Thanks for the report! The problem here is that the terms.train-vectors
adds a new merge_entities
component to the pipeline, which is later added to the model’s meta.json
. So when you load the model back in, spaCy is trying to find a factory for that component to initialise it (just like it does for the 'tagger'
or 'parser'
).
Sorry about that – the way this is currently handled is kind of unideal – we need to go back and think about how to best solve this. For now, you could simply remove the 'merge_entities'
component from the "pipeline"
setting of your model’s meta.json
, add the component manually after loading the model:
from prodigy.components.preprocess import merge_entities
nlp = spacy.load('your_model')
nlp.add_pipe(merge_entities, name='merge_entities')
This ensures that the entities are merged so the vectors you’ve trained for the merged entities are available. Here’s the function for reference:
def merge_entities(doc):
"""Preprocess a spaCy doc, merging entities into a single token.
Best used with nlp.add_pipe(merge_entities).

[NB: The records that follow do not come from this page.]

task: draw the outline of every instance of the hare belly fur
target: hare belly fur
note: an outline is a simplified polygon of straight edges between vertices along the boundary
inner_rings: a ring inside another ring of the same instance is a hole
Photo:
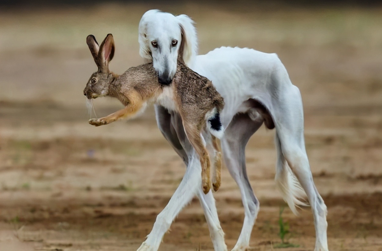
[[[163,87],[162,93],[158,95],[155,103],[169,111],[179,111],[174,100],[174,90],[170,87]]]

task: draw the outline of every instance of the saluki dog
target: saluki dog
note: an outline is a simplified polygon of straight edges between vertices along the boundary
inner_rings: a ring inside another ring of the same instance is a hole
[[[196,56],[197,39],[192,19],[185,15],[175,16],[158,10],[143,15],[139,25],[139,42],[141,56],[146,61],[152,61],[160,82],[170,84],[181,51],[187,66],[211,80],[224,99],[225,105],[220,114],[226,129],[221,141],[222,150],[227,167],[240,189],[245,214],[233,251],[248,247],[259,212],[259,201],[247,175],[245,149],[249,138],[264,122],[276,130],[277,187],[295,214],[296,207],[305,204],[301,199],[306,194],[314,216],[314,250],[328,251],[327,208],[313,182],[305,150],[301,96],[277,56],[225,47]],[[180,48],[181,44],[184,48]],[[158,215],[138,250],[157,250],[173,220],[195,194],[204,211],[215,250],[226,250],[212,192],[204,195],[202,190],[199,156],[186,137],[181,119],[160,106],[155,107],[155,111],[159,129],[187,168],[179,187]],[[203,137],[209,150],[210,138],[208,135]]]

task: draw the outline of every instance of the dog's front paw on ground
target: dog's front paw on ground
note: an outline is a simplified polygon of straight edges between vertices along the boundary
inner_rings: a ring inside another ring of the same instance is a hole
[[[100,119],[89,119],[89,124],[96,126],[99,126],[109,124],[111,121],[107,119],[101,117]]]

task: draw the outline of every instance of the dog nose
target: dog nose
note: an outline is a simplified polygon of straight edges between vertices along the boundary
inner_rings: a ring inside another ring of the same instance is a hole
[[[172,82],[172,79],[169,77],[167,77],[166,78],[163,79],[159,77],[158,78],[158,82],[159,82],[159,84],[163,85],[168,85],[171,84],[171,82]]]

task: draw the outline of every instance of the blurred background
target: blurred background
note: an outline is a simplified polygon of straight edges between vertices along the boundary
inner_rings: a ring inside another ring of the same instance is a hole
[[[382,250],[382,4],[297,0],[0,0],[0,250],[136,250],[150,232],[184,165],[152,108],[95,127],[83,90],[97,69],[86,36],[113,34],[110,69],[121,74],[142,63],[138,25],[154,8],[195,21],[199,54],[225,46],[278,54],[302,95],[329,248]],[[99,117],[121,107],[108,98],[94,103]],[[274,133],[261,128],[246,152],[261,205],[251,250],[282,241]],[[225,168],[215,197],[230,250],[244,210]],[[312,250],[310,209],[282,216],[288,241],[298,246],[284,250]],[[171,229],[160,250],[213,250],[197,200]]]

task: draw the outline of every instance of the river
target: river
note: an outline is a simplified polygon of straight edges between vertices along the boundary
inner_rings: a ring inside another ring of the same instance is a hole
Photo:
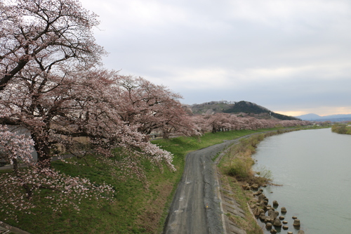
[[[270,204],[285,207],[306,234],[351,233],[351,135],[331,129],[303,130],[265,138],[253,155],[256,171],[270,170],[273,183],[264,189]],[[269,232],[265,230],[265,233]]]

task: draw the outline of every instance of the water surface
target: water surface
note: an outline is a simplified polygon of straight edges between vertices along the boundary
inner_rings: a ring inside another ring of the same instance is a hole
[[[286,207],[290,225],[297,216],[306,234],[351,233],[351,135],[324,129],[272,136],[253,157],[254,170],[270,170],[282,185],[264,193],[270,204],[278,201],[277,210]]]

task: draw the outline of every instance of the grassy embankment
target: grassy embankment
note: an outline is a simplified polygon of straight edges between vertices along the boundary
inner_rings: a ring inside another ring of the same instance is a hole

doc (spacy.tokens.Doc): The Doc object.
RETURNS (Doc): The Doc object with merged noun entities.
"""
spans = [(e.start_char, e.end_char, e.root.tag, e.root.dep, e.label)
for e in doc.ents]
for start, end, tag, dep, ent_type in spans:
doc.merge(start, end, tag=tag, dep=dep, ent_type=ent_type)
return doc
Alternatively, you could also package your model using the spacy package
command and add an entry to Language.factories
that initialises the pipeline component – my comments on this thread have more details on this solution.